Sanıktan şikayetçi olan maktulün annesi Derya Gülelcin, "Olay günü Yasin'in matkabı kaybolmuş, bunun sorumlusu olarak da oğlumu gösteriyordu. Ancak oğlumun matkapla bir alakası yoktu, buna rağmen sanık oğlumu suçluyordu. Hatta telefonla birilerini aradı ve "Bu akşam yeğenimi kazığa oturtacağız" şeklinde cümleler kurdu. Daha sonra oğlum, "Dayı ben senin matkabını ne yapacağım" şeklinde sözler söyledi. Oğlum kesinlikle sanığa herhangi bir şekilde saldırmadı, aksi söz kullanmadı. Sanık, oğlumun arkası dönükken kürekle sırtına vurdu. Oğlumun kolu sırtındaydı, "Yapma dayı" şeklinde bağırdı. Dördüncü, beşinci vuruşta küreğin sapı kırıldı, daha sonra oğlum doktora gitti. Berat korktuğu için hastanede olayın aslını anlatmamış. Kardeşime, "Ben senin matkabını alacağım" dedim. Buna rağmen kardeşim bana "matkap istemiyorum, onun ölmesi lazım" dedi. Zaten bir süre sonra da oğlumun ölüm haberini aldım. Oğlumun kalp rahatsızlığından haberdar değildik, olsaydı bunu bilirdik. Olay nedeniyle sanıktan şikayetçiyim" şeklinde konuştu.
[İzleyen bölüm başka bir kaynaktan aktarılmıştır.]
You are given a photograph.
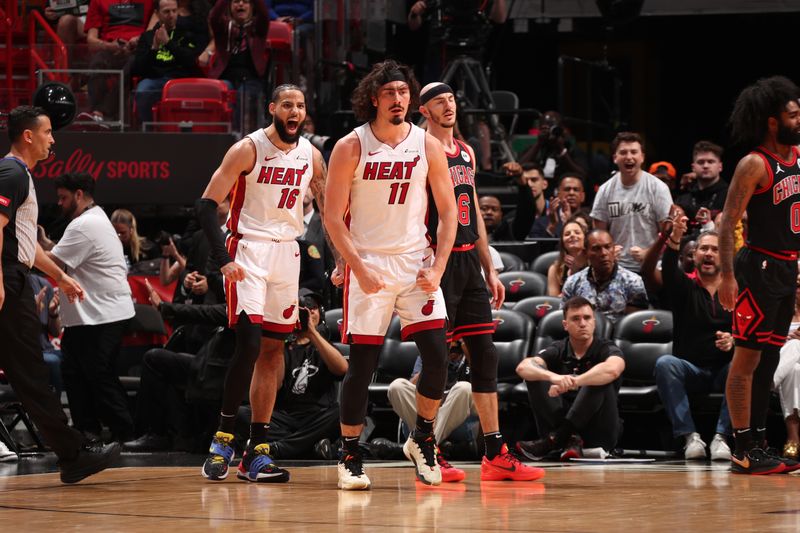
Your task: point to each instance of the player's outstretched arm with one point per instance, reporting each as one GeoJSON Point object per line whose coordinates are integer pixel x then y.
{"type": "Point", "coordinates": [343, 163]}
{"type": "Point", "coordinates": [442, 189]}
{"type": "Point", "coordinates": [749, 174]}
{"type": "Point", "coordinates": [239, 159]}
{"type": "Point", "coordinates": [318, 179]}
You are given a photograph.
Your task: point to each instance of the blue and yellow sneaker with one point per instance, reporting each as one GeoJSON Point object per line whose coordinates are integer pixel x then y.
{"type": "Point", "coordinates": [220, 454]}
{"type": "Point", "coordinates": [257, 466]}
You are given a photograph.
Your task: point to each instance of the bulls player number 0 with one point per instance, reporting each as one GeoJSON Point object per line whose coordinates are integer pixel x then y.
{"type": "Point", "coordinates": [795, 215]}
{"type": "Point", "coordinates": [463, 209]}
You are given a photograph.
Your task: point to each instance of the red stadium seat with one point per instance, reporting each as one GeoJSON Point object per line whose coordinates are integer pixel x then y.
{"type": "Point", "coordinates": [199, 101]}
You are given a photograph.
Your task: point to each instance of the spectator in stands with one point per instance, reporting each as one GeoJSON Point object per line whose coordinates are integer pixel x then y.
{"type": "Point", "coordinates": [571, 257]}
{"type": "Point", "coordinates": [530, 175]}
{"type": "Point", "coordinates": [239, 48]}
{"type": "Point", "coordinates": [633, 204]}
{"type": "Point", "coordinates": [555, 150]}
{"type": "Point", "coordinates": [193, 19]}
{"type": "Point", "coordinates": [456, 407]}
{"type": "Point", "coordinates": [704, 186]}
{"type": "Point", "coordinates": [93, 328]}
{"type": "Point", "coordinates": [165, 416]}
{"type": "Point", "coordinates": [192, 256]}
{"type": "Point", "coordinates": [612, 289]}
{"type": "Point", "coordinates": [702, 345]}
{"type": "Point", "coordinates": [665, 171]}
{"type": "Point", "coordinates": [569, 199]}
{"type": "Point", "coordinates": [573, 386]}
{"type": "Point", "coordinates": [514, 226]}
{"type": "Point", "coordinates": [787, 382]}
{"type": "Point", "coordinates": [166, 52]}
{"type": "Point", "coordinates": [113, 28]}
{"type": "Point", "coordinates": [134, 247]}
{"type": "Point", "coordinates": [49, 309]}
{"type": "Point", "coordinates": [69, 23]}
{"type": "Point", "coordinates": [307, 409]}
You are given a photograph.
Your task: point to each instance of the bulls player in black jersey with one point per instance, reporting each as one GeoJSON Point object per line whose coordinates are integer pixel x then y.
{"type": "Point", "coordinates": [465, 290]}
{"type": "Point", "coordinates": [759, 285]}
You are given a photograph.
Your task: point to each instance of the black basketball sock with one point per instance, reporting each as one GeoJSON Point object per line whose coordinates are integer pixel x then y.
{"type": "Point", "coordinates": [494, 443]}
{"type": "Point", "coordinates": [423, 425]}
{"type": "Point", "coordinates": [350, 445]}
{"type": "Point", "coordinates": [743, 439]}
{"type": "Point", "coordinates": [258, 433]}
{"type": "Point", "coordinates": [227, 423]}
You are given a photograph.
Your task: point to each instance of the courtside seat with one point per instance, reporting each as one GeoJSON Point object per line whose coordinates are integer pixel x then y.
{"type": "Point", "coordinates": [542, 263]}
{"type": "Point", "coordinates": [537, 307]}
{"type": "Point", "coordinates": [522, 284]}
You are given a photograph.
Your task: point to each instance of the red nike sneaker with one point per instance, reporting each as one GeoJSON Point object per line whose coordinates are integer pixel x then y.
{"type": "Point", "coordinates": [507, 467]}
{"type": "Point", "coordinates": [450, 474]}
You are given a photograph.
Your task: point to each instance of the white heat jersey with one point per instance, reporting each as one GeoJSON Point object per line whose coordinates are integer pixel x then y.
{"type": "Point", "coordinates": [267, 203]}
{"type": "Point", "coordinates": [389, 194]}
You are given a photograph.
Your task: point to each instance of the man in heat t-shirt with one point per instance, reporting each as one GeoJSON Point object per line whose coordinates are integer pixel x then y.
{"type": "Point", "coordinates": [113, 28]}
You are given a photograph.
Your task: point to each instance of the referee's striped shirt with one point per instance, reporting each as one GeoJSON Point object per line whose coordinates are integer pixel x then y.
{"type": "Point", "coordinates": [18, 203]}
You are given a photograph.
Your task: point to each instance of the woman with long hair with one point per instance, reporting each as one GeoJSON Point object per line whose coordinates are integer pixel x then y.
{"type": "Point", "coordinates": [135, 247]}
{"type": "Point", "coordinates": [571, 256]}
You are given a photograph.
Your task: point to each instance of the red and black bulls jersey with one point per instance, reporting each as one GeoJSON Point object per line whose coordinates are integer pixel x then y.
{"type": "Point", "coordinates": [462, 172]}
{"type": "Point", "coordinates": [774, 210]}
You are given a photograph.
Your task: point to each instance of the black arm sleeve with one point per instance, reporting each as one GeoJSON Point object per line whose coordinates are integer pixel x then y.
{"type": "Point", "coordinates": [206, 211]}
{"type": "Point", "coordinates": [525, 215]}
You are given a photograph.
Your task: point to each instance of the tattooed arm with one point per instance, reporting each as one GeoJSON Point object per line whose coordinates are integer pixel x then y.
{"type": "Point", "coordinates": [318, 190]}
{"type": "Point", "coordinates": [749, 175]}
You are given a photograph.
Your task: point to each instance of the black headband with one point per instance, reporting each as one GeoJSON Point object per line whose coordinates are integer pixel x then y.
{"type": "Point", "coordinates": [433, 92]}
{"type": "Point", "coordinates": [393, 75]}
"Maktulü öldürme kastıyla hareket etmiştir"
Savunmasında müşteki vekili Avukat Ali Hayla, "Sanığın birilerini telefonla arayarak söylediği sözler de maktulü öldürme kastının bulunduğunu göstermektedir, sanığın üzerine atılı suç vasfı, mevcut delil durumu da göz önüne alınarak sanığın cezalandırılmasını talep ediyoruz" ifadelerini kullandı.
Sanık avukatı Gizem Dirbisoğlu ise, "Müvekkilim, maktulün kendisine yönelik saldırısından dolayı kendisini koruma kastıyla hareket etmiştir, bunu da öldürme kastıyla değil, sadece saldırıyı bertaraf etmek amacıyla gerçekleştirmiştir. Maktul ve müvekkil olaydan sonra olayı tatlıya bağlamışlardır. Ölüm ile olay arasında herhangi bir illiyet bağı söz konusu değildir. Zira maktulün ölümü olayın hemen akabinde gerçekleşmemesi, müvekkilin eyleminin olsa olsa yaralama hükümleri çerçevesinde değerlendirilmesi gerekmektedir. Dolayısıyla suç vasfının müvekkil lehine değişmesi söz konusu olacaktır. Dosyada müvekkil lehine şüphe söz konusudur. "Şüpheden sanık yararlanır" ilkesi gereğince de müvekkilin tahliyesine karar verilmesi gerekmektedir" dedi.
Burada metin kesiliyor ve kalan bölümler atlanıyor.